Koordinator GEMPA ini memaparkan, dalam pertemuan tersebut, pihak GEMPA yang masuk untuk beraudiensi yaitu Novan Hermawan selaku Presiden Mahasiswa Universitas Az Zahra, Presiden Mahasiswa Universitas Ibnu Chaldun, Jalil, Aktivis Perempuan Rahmatun Phounna dan Syirhan Hirzan dari Aktivis HAM DKI Jakarta. Selebihnya Puluhan mahasiswa dan pemuda Aceh Jakarta di luar pagar Kemendagri melakukan aksi demonstrasi sebagai bentuk protes dalam penegakan hukum yang ada di Aceh.
Aktivis Perempuan Rahmatun Phounna juga menyebutkan, bahwa pihak Kemendagri sudah sepakat untuk memanggil unsur birokrasi yang ada di Aceh, terutama Wali Nanggroe Aceh, DPR Aceh, Plt Gubernur Aceh, MAA, MPU dan GEMPA untuk duduk secara musyawarah serta mengevaluasi polemik pengangkatan Malek Mahmud sebagai Wali Nanggroe Aceh. Pertemuan tersebut akan dijadwalkan oleh Kemendagri secara resmi pada tanggal 20 Maret 2019 mendatang.
Selain itu, GEMPA juga menyampaikan kepada Dirjen OTDA Kemendagri terkait surat Plt Gubernur Aceh, Ir H Nova Iriansyah yang dinilai tidak konsisten dalam menyikapi persoalan yang ada di lembaga tersebut. Surat dengan Nomor : 821.29/30367 pada tanggal 17 Desember 2018, pada point nomor 6 yang tertulis “Pengukuhan tersebut tidak sinkron dan bertentangan dengan ketentuan tata cara pengukuhan Wali Nanggroe sebagaimana Pasal 70, Pasal 71 dan Pasal 105 Qanun Aceh tersebut. Sedangkan pada surat Nomor : 821.29/1925 yang di keluarkan pada tanggal 4 Februari 2019 mengatakan pada point 1.
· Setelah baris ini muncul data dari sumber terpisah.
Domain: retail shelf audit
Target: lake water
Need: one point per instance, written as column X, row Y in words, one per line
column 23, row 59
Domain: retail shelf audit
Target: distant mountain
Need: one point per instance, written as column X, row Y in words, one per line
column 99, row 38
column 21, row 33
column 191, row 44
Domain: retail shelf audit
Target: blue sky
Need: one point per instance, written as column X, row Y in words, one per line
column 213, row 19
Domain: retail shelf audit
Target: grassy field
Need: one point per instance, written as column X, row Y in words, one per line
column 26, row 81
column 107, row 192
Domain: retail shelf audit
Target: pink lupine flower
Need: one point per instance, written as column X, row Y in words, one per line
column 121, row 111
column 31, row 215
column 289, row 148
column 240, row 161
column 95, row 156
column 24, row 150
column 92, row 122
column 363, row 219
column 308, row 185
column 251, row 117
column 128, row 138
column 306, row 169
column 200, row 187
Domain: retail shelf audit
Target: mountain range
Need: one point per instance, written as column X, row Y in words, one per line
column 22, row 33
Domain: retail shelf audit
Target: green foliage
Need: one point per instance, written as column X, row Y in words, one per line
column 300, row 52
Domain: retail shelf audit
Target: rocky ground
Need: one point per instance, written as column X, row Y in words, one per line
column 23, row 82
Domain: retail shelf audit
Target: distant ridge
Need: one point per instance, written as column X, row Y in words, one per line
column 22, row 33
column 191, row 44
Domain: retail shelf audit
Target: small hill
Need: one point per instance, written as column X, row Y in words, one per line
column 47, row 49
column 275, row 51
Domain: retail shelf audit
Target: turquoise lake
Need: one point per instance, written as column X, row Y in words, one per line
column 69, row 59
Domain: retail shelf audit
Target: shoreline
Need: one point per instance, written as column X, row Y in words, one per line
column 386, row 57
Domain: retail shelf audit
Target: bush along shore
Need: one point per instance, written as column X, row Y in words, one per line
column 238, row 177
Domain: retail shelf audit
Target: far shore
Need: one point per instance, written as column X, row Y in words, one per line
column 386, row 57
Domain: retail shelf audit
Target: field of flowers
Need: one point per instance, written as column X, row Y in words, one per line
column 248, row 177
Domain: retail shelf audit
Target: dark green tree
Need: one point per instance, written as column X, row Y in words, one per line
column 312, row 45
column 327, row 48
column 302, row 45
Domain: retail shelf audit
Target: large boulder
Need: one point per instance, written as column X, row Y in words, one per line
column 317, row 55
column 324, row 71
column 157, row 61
“Bahwa kami tidak bermaksud mempermasalahkan proses pengukuhan Tengku Malik Mahmud Al Haytar sebagai Wali Nanggroe Aceh yang telah mengukuhkan dirinya pada tanggal 14 Desember 2018. Seharusnya PLT Gubernur konsisten dalam menyikapi polemik yang ada di lembaga tersebut,” ucap Rahmatun Phounna dalam pertemuan dengan Dirjen OTDA sebagaimana disampaikan kepada media ini.
Ditambahkan Husnul Jamil, Gerakan Mahasiswa Pemuda Aceh (GEMPA) akan terus mengawal secara konsisten terhadap proses penegakan hukum yang ada di Aceh, mereka tidak menginginkan adanya konspirasi politik atas pelacuran hukum yang ada di Aceh. “GEMPA akan terus melakukan advokasi, diplomasi serta akan menempuh jalur hukum untuk menguji proses pemilihan Malek Mahmud di Pengadilan Tinggi Negeri. Sebagai negara hukum, kami meyakinkan bahwa keputusan di Pengadilanlah yang tepat dalam menerima kenyataan ini. GEMPA juga akan konsisten memperkuat Lembaga Wali Nanggroe agar tetap eksis di Aceh, sehingga kekhususan Aceh tetap terjaga sebagaimana mestinya,” tambahnya.
“Kita tidak menginginkan lembaga ini stagnan dan tidak berkembang, tapi kita menginginkan lembaga ini menjadi terobosan baru sesuai dengan dinamika perkembangan zaman serta membangkitkan semangat peradaban Islam dan budaya yang ada di Aceh,” demikian tutup Husnul Jamil Koordinator GEMPA sekaligus Aktivis HAM Universitas Muhammadiyah Prof. Dr. Hamka.